Service deserves a mention - be it the welcoming approach at the counter (while a certain Bank we won't name attempts to force it's customers to use machines and won't allow it's staff to deal with "small" customers), perhaps advice or at least guidance when it comes to making a loan application or discussing finances etc.

What else is there to consider and how important are the above considerations, when it comes to accepting that you may not get all the "bells and whistles" you get in a Bank, or there may be a cheaper loan rate or better dividend to be had elsewhere ?


----------



## Gerry Canning (27 Nov 2015)

1. Is your money safe?
We have 400 unions , but unlike Banks only a tiny few are in hassle, and we didn,t have to pay billlions to bail them out.
I understand most have nuff reserves to stand future hits.
2.Lending rates
 @circa 7.5% are not high , there are no funny charges slipped in either.
Car Hp can be cheaper but Bank loans are generally @ least as high.
3.Cu,s have correctly tightened up their loan process,
In the main = ability to pay & not having other bad debt are the issues.
4. Dividends are presently low.
That is (nearly) a strength in that their surplus funds are getting little nuff in market + they continue to strengthen reserves for next downturn.
5. Societally,
They run small loans up to k2 that compete with money lenders.
6.Profits stay in our community.
My Cu made 1million, that stays here.(banks profits go away)
7. Most importantly.
They are of and part of our community.
8. Other services.
They are branching into Debit cards and will continue to move into a full consumer mode.  

Yes , Iam a fan !


----------



## thedaddyman (27 Nov 2015)

Prudence
I would have a concern about those that invested in massive offices for themselves (Newbridge is a case in point). Was it really needed?
+ one on the community element as well, especially given that banks are going out of their way not to have customers darken their doorsteps


----------



## Gerry Canning (27 Nov 2015)

thedaddyman said:


> Prudence
> I would have a concern about those that invested in massive offices for themselves (Newbridge is a case in point). Was it really needed?
> + one on the community element as well, especially given that banks are going out of their way not to have customers darken their doorsteps


THE DADDYMAN,
I think Newbridge and their ilk are largely outliers and not usual.


----------



## MrEarl (29 Nov 2015)

Gerry Canning said:


> THE DADDYMAN,
> I think Newbridge and their ilk are largely outliers and not usual.
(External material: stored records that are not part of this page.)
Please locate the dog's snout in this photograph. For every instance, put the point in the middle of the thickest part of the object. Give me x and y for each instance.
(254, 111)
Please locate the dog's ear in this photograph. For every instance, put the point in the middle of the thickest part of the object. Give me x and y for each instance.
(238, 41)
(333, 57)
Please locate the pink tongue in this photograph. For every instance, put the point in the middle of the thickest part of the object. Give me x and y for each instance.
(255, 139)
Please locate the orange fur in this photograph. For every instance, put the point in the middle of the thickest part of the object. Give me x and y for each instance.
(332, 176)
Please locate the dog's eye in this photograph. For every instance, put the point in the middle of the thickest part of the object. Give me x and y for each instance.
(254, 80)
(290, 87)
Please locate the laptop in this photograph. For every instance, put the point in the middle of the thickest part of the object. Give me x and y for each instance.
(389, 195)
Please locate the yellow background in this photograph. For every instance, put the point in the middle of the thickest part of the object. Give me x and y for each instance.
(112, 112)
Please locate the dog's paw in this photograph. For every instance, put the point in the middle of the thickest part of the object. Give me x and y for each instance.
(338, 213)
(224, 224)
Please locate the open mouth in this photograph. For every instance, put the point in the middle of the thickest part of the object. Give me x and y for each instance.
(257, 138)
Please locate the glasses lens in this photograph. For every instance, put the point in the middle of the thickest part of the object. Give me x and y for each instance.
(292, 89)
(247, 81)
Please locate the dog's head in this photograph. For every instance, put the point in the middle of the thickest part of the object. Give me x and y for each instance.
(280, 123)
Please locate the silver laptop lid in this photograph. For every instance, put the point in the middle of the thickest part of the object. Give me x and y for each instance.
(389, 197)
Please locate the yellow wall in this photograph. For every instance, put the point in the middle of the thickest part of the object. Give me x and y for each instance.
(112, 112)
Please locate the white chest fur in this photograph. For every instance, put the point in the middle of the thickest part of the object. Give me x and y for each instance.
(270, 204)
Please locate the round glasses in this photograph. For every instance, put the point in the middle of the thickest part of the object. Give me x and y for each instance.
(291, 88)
Yes,that is also my belief.

It would appear that there is a significant push on the credit union movement to see credit unions merge, but why ? ... is it because they need to, in order to survive, or is it because ultimately the Central Bank would rather have to regulate 200 than 400 for example ?

If a credit union provides a safe facility for saving, or granting loans, coupled with participating in the community, then is it not a good credit union regardless of size for example ?

Does the community want the credit union to offer debit cards, atms, current accounts with standing order and direct debit facilities, along with other financial services ?  If so, at what cost (and how is it paid for) ?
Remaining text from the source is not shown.